# hedl-xml
**HEDL's XML ecosystem integration -bidirectional conversion, XSD schema validation, streaming, and async I/O.**
XML powers enterprise systems: SOAP APIs, configuration files, data interchange across legacy platforms, regulatory compliance documents. Your infrastructure depends on it. Your vendors require it. But XML's verbosity and lack of type safety create friction.
`hedl-xml` bridges HEDL's structured data model with XML's ubiquity. Convert between formats with configurable fidelity. Validate against XSD schemas with detailed error messages. Stream multi-gigabyte files without loading everything into memory.

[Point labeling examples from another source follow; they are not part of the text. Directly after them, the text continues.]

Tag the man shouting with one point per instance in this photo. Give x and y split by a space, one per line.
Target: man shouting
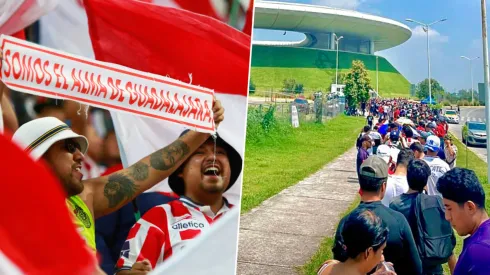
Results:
166 229
52 141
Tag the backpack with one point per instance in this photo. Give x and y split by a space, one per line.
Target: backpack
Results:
434 235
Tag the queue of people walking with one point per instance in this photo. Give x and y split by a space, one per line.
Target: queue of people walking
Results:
412 197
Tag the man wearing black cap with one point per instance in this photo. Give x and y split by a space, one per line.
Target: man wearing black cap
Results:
166 229
400 248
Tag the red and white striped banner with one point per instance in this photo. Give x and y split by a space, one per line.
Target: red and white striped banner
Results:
41 71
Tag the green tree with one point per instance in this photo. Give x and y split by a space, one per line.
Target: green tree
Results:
288 85
341 78
423 89
357 84
298 88
251 87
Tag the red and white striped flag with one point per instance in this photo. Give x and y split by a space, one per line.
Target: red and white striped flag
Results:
175 43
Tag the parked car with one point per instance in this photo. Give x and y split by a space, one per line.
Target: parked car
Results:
475 133
451 116
302 105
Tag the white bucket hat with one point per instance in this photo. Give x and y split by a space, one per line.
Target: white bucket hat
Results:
36 136
384 152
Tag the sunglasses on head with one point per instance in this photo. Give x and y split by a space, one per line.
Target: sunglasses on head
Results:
71 146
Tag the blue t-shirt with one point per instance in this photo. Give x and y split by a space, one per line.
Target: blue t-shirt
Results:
475 257
362 155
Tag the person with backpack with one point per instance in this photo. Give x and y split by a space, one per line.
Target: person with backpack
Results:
464 200
370 119
400 249
363 234
364 132
433 234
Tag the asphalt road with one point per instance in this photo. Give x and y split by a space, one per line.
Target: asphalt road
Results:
470 114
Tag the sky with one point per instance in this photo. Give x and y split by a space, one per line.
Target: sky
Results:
449 40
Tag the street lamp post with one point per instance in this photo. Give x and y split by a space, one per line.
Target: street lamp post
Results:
486 75
425 27
471 73
337 39
377 80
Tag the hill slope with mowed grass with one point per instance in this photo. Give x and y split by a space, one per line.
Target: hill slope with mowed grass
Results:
284 157
315 69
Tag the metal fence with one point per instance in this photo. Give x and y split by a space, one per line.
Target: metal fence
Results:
319 110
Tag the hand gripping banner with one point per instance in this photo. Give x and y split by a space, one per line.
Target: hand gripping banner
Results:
41 71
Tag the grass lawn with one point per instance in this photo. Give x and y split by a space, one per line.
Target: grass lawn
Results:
314 79
284 158
474 163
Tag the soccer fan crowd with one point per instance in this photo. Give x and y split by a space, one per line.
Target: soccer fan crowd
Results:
412 196
129 231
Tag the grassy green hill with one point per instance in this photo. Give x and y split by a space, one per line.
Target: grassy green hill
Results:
315 69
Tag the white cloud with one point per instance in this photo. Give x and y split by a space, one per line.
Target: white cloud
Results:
344 4
434 35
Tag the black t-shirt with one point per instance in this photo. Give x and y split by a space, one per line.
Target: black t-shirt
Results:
400 248
370 119
403 204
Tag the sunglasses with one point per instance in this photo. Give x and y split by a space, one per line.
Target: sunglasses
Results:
71 146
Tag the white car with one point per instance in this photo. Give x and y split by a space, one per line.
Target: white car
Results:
452 116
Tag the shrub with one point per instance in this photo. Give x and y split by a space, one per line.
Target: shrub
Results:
251 87
263 124
298 88
288 85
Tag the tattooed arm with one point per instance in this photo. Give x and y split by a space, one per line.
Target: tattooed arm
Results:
109 193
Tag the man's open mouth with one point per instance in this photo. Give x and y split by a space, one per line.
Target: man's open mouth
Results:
211 171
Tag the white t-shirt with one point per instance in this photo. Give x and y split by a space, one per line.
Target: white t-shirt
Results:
450 158
395 186
438 168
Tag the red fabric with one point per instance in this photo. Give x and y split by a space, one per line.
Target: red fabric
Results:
200 7
440 131
171 42
20 34
112 169
249 20
35 219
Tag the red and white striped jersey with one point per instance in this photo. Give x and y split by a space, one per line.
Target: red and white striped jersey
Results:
165 230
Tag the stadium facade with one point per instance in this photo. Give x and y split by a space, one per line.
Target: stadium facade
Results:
363 35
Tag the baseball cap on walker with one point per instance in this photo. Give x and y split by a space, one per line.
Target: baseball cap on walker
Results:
36 136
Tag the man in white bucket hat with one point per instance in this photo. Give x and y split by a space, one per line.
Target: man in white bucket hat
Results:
63 151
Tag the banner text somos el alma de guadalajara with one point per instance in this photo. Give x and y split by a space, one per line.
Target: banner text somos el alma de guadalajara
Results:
41 71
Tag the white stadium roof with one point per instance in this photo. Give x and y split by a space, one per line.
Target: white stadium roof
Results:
319 22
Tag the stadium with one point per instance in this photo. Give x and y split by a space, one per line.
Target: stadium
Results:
312 61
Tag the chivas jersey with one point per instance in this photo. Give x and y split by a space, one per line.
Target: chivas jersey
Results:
165 230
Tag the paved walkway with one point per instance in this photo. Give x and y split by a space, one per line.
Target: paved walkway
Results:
287 229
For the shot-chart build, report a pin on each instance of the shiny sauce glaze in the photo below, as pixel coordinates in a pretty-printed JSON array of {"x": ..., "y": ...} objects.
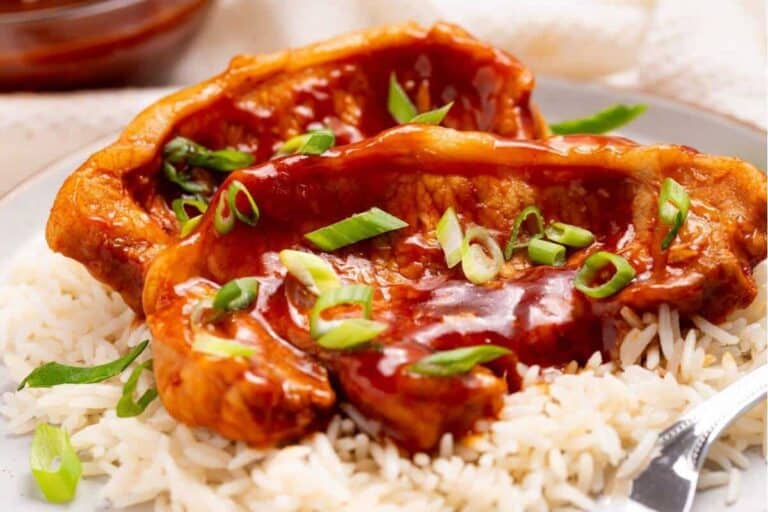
[
  {"x": 533, "y": 311},
  {"x": 490, "y": 91}
]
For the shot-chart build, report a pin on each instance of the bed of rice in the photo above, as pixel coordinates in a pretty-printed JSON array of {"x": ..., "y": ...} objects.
[{"x": 554, "y": 447}]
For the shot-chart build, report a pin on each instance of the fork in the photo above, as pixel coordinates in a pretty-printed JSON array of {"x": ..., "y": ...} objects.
[{"x": 668, "y": 484}]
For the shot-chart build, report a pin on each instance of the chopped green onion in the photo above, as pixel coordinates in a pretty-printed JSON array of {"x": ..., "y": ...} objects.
[
  {"x": 220, "y": 347},
  {"x": 512, "y": 243},
  {"x": 461, "y": 360},
  {"x": 310, "y": 270},
  {"x": 360, "y": 294},
  {"x": 624, "y": 273},
  {"x": 478, "y": 266},
  {"x": 188, "y": 224},
  {"x": 53, "y": 374},
  {"x": 570, "y": 235},
  {"x": 357, "y": 227},
  {"x": 236, "y": 294},
  {"x": 546, "y": 253},
  {"x": 674, "y": 204},
  {"x": 404, "y": 111},
  {"x": 127, "y": 407},
  {"x": 54, "y": 463},
  {"x": 223, "y": 222},
  {"x": 351, "y": 333},
  {"x": 435, "y": 116},
  {"x": 184, "y": 180},
  {"x": 181, "y": 149},
  {"x": 398, "y": 103},
  {"x": 450, "y": 237},
  {"x": 237, "y": 187},
  {"x": 604, "y": 121},
  {"x": 314, "y": 142}
]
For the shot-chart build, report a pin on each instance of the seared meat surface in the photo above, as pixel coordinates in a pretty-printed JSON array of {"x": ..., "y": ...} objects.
[
  {"x": 113, "y": 213},
  {"x": 607, "y": 185}
]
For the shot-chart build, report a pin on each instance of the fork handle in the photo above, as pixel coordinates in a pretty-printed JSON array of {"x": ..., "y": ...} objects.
[{"x": 706, "y": 421}]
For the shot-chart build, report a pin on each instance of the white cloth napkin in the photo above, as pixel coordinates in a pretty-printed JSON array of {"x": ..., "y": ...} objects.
[{"x": 711, "y": 53}]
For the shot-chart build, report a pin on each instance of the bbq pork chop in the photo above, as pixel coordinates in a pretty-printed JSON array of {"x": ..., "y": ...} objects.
[
  {"x": 114, "y": 215},
  {"x": 258, "y": 372}
]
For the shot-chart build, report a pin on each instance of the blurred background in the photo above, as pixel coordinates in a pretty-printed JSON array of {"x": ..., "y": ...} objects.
[{"x": 72, "y": 71}]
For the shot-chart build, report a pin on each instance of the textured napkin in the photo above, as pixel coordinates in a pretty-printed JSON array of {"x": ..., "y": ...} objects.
[{"x": 711, "y": 53}]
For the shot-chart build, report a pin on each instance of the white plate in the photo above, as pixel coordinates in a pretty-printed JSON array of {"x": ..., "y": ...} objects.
[{"x": 24, "y": 211}]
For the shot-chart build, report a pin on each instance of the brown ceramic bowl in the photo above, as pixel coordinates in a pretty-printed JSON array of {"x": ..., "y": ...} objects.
[{"x": 65, "y": 44}]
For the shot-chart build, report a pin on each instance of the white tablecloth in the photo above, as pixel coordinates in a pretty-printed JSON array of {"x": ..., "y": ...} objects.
[{"x": 707, "y": 52}]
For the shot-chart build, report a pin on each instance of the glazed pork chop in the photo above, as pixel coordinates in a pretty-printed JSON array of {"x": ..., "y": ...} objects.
[
  {"x": 114, "y": 213},
  {"x": 280, "y": 382}
]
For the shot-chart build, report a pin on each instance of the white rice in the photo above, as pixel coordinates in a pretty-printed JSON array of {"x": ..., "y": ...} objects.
[{"x": 555, "y": 446}]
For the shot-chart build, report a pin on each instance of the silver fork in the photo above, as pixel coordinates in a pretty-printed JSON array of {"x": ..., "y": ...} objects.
[{"x": 668, "y": 484}]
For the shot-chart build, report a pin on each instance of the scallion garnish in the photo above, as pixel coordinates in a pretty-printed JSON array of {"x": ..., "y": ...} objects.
[
  {"x": 54, "y": 463},
  {"x": 184, "y": 180},
  {"x": 251, "y": 216},
  {"x": 310, "y": 270},
  {"x": 543, "y": 252},
  {"x": 591, "y": 268},
  {"x": 127, "y": 407},
  {"x": 450, "y": 237},
  {"x": 186, "y": 222},
  {"x": 181, "y": 149},
  {"x": 351, "y": 333},
  {"x": 435, "y": 116},
  {"x": 570, "y": 235},
  {"x": 236, "y": 294},
  {"x": 604, "y": 121},
  {"x": 227, "y": 210},
  {"x": 220, "y": 347},
  {"x": 360, "y": 226},
  {"x": 513, "y": 244},
  {"x": 314, "y": 142},
  {"x": 348, "y": 332},
  {"x": 481, "y": 257},
  {"x": 446, "y": 363},
  {"x": 674, "y": 204},
  {"x": 53, "y": 374},
  {"x": 404, "y": 111}
]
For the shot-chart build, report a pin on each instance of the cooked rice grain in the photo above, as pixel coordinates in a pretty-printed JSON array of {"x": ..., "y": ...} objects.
[{"x": 555, "y": 446}]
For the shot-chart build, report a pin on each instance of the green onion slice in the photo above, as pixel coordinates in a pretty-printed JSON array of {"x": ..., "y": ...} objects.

Use async I/O for concurrent processing with Tokio.
Part of the **HEDL format family** alongside `hedl-json`, `hedl-yaml`, `hedl-csv`, and `hedl-parquet` -bringing HEDL's efficiency and structure to every ecosystem you work in.
## What's Implemented
Based on 6,068 lines of Rust across 7 modules:
1. **Bidirectional Conversion**: HEDL ↔ XML with configurable formatting
2. **XSD Schema Validation**: Full XSD 1.0 validation with comprehensive error messages
3. **Schema Caching**: Thread-safe LRU cache for high-performance repeated validation
4. **Streaming Parser**: Process multi-gigabyte XML files with O(1) memory per element
5. **Async I/O**: Tokio-based async operations for concurrent processing (feature-gated)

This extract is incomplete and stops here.